Learning is something active and organic, always on. As a teacher, be aware that a light is always on in our students. We ignore this at our peril.

4. Learning = knowing.  

Learning is mistakenly equated with knowledge.  That we know something means we have learned it.  How mistaken we are!  Knowing is only the start of learning, the surface, and the appearance of learning. Knowledge is an empty vessel.

As teachers, we need to understand that a student learns something only when they understand and can apply it in a new situation. Our life teaches us what we have learned.  Now you may say to yourself that most teachers know this, it isn’t a myth.  And you’d be absolutely right – teachers do “know” this but have they learned this?

5.  Learning is a solitary act. 

At the end of the day, most teachers believe learning is done alone, in our own heads. It is the grey matter and how it flickers and sparks that counts. That is why we test individuals and put up big dividers between students in test areas.  We want to know what that student learned.

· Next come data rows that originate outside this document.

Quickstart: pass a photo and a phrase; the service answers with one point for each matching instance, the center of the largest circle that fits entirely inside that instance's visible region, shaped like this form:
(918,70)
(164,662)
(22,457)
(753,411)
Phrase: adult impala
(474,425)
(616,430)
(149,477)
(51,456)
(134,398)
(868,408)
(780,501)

However, we err.  What a student knows and learns is always something that can’t be ripped from the social fabric.  Students learn because they make an investment in “the other”.  This could be an imaginary Harry Potter, their science project peers or a favorite teacher but learning is dependent on the existence of “the other”.  Students learn when they are interested in something someone else is doing – there is no getting around this.  Students also learn as a social unit and should be tested as such, despite our Cartesian and individualist cultural mindsets telling us not to.